Because of the approach that SDSS adopted, the project has made major impacts in studies of the dark matter in the Universe, the dark energy in the Universe, the hierarchical structure of the Universe, supermassive black holes, and the nature and distribution of stars and galaxies. In the last three areas, we expected to make progress but did not envision the extent of the impact of those studies on astronomy. In the other cases, of dark matter and dark energy, the impact was very large and was not anticipated.
3D Map of Universe Bolsters Case for Dark Energy and Dark Matter: The SDSS is two separate surveys in one: galaxies are identified in 2D images (right), then have their distance determined from their spectrum to create a 2 billion lightyears deep 3D map (left) where each galaxy is shown as a single point, the color representing the luminosity - this shows only those 66,976 our of 205,443 galaxies in the map that lie near the plane of Earth's equator.

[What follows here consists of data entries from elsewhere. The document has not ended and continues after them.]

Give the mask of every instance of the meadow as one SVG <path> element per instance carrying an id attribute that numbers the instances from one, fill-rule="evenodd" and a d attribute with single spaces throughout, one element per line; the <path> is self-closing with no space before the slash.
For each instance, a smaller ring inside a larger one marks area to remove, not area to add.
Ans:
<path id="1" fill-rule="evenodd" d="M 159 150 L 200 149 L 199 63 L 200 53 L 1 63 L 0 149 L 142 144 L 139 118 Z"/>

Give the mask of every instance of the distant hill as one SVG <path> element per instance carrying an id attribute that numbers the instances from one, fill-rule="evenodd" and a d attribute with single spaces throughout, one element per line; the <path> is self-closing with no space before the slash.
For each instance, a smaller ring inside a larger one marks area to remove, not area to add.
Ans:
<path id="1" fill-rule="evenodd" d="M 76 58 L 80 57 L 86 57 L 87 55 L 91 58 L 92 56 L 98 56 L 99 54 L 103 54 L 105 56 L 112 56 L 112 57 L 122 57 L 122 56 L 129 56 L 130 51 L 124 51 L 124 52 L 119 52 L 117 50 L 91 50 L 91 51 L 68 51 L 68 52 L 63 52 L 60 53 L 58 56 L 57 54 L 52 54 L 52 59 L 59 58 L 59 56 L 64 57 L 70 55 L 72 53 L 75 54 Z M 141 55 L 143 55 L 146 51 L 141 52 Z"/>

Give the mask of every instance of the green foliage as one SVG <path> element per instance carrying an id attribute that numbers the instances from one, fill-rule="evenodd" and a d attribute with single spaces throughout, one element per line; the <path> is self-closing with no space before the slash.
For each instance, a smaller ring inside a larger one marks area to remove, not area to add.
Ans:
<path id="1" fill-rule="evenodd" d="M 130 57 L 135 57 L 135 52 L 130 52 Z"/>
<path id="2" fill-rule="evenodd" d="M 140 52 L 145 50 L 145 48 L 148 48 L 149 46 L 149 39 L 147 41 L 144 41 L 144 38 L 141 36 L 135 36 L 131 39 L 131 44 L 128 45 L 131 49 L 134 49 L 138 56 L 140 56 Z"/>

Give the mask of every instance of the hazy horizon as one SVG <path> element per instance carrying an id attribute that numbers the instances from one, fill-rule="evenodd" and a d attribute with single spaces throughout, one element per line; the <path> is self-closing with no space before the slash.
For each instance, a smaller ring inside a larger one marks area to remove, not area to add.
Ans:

Credit: Sloan Digital Sky Survey
The result of which I am particularly proud is that SDSS discovered the most distant supermassive black holes in the Universe. This was definitely an original goal, but it led to two discoveries that we were not targeting. Because these objects are so distant, they allow us to probe an era of the Universe in which the cold gas left over from the Big Bang is transitioning to the hot gas that we see between the galaxies today. This is now known as the transition between the cosmological Dark Ages (the time before stars) and the time when stars and quasars reionized the cold matter. We were able to pin down this event because as we looked further and further away we were able to see more and more neutral hydrogen which makes up the cold gas.
The Cosmic Yardstick: A map of the galaxies in a portion of the Sloan Digital Sky Survey (SDSS). The position of the Earth is at the bottom, represented by a picture of the SDSS telescope at Apache Point Observatory in New Mexico. Each dot marks the position of a galaxy, such as the example displayed on the left. In the first million years after the Big Bang, sound waves are driven into the cosmic gas (bottom right). SDSS researchers have used to map of galaxies to detect the remnants of these waves. The bullseye shows the present-day scale of the sound waves; however, the imprint is too subtle to see by eye.
Credit: Eisenstein, Sloan Digital Sky Survey
Another result which came early and was surprising was the discovery that we could see distortions in the shape of distant galaxies caused by the gravitational lensing of foreground galaxies. This discovery has led to an explosion of studies involving the detailed distribution of dark matter in the Universe, which is being pursued by many modern surveys.